First, however, perhaps a few further prefatory words should be offered about the motives of collectors and librarians for acquiring these documents of the Reformation. Before the end of the sixteenth century, the Flugschriften (especially the writings of Luther himself) had ceased to be the primary resources on which theologians, historians, or other scholars had to rely for their research. In the year of Luther's death, 1546, the Wittenberger Ausgabe-a major edition of his works-which would reach twelve volumes in German and seven in Latin, had begun to appear. It was not the first collective edition of his work, and by no means would it be the last. The effort to make all of Luther's writings available culminated in the great 1¥eimarer Ausgabe, begun in 1883, four centuries after the reformer's birth. The apparatus of the Weimar edition recorded most of the known textual variants of his work. The writings of lesser (especially lay) contributors to the flood of Flugschriften were less likely to be reprinted or catalogued, and they did indeed remain rare, often fugitive, artifacts. They were also-at least initially-of less interest to scholars and collectors. And so it was that pamphlets and books by Luther and other major reformers, their associates, their opponents, political authorities, and other contributors (sometimes rather tangentially related to the religious reform) came to be valued as artifacts of a pivotal moment in European and Christian history. They had become collectors' items, rare books. And the attraction of Flugschriften as bibliographical artifacts of the Reformation was enhanced by their distinctive title-page typefaces, frequent use of elegant and Renaissance-inspired woodcut vignettes and borders, antique papers and ancient text types. They were primary witnesses to the movement and its prolific appropriation of the arts of printing. Whether collected by men and (occasionally) women of taste and culture or preserved in libraries as artifacts of history, from the latter half of the sixteenth century onward, the pamphlets of the Reformation have been regarded rather as collectors' items than as primary documents.

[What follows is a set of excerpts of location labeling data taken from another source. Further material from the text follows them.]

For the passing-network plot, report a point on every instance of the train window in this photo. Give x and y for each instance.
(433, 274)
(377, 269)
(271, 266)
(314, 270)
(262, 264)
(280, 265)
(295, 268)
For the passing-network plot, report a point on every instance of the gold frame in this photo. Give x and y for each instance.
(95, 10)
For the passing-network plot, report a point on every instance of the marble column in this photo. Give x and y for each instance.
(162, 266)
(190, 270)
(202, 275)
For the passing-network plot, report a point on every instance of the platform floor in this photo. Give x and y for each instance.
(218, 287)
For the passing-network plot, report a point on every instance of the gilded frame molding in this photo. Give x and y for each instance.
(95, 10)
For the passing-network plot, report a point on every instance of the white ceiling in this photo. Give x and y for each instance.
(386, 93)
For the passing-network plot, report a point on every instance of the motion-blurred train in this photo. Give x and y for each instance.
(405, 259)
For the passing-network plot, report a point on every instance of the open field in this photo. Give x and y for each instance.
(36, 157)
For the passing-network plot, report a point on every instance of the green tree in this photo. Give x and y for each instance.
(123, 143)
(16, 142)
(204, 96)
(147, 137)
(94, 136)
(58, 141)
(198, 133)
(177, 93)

Until the beginning of the twentieth century, scholars turned to the texts of the pamphlets as raw materials for the development of theology-indeed, of orthodoxy within their confessional traditions: Lutheran (or Evangelical), Calvinist (or Reformed), Anabaptist, etc. With the rise of scientific history in the late nineteenth and early twentieth centuries, many church historians revised their understanding of their task as scholars, seeking less to preserve theological truth, as it had been received, than to portray objectively the historical development of theology, and (increasingly) the development of the institutions of Christianity. Objectivity, rather than faithfulness, became the watchword of many (if not all) church historians. Until after World War II, the sources of the historians remained almost exclusively the edited collections of the primary writings. In the last half-century, students of the Reformation have carried this objective research much further, seeking in the pamphlets and other documents of the era "insights into the people and institutions of 16th-century society-how their attitudes and beliefs were shaped, the techniques of communication and propaganda, the rise of new cultures, the inculcation of new values, the enforcement of new laws." Thus the pamphlets as originally printed may finally assume an important role in Renaissance historiography.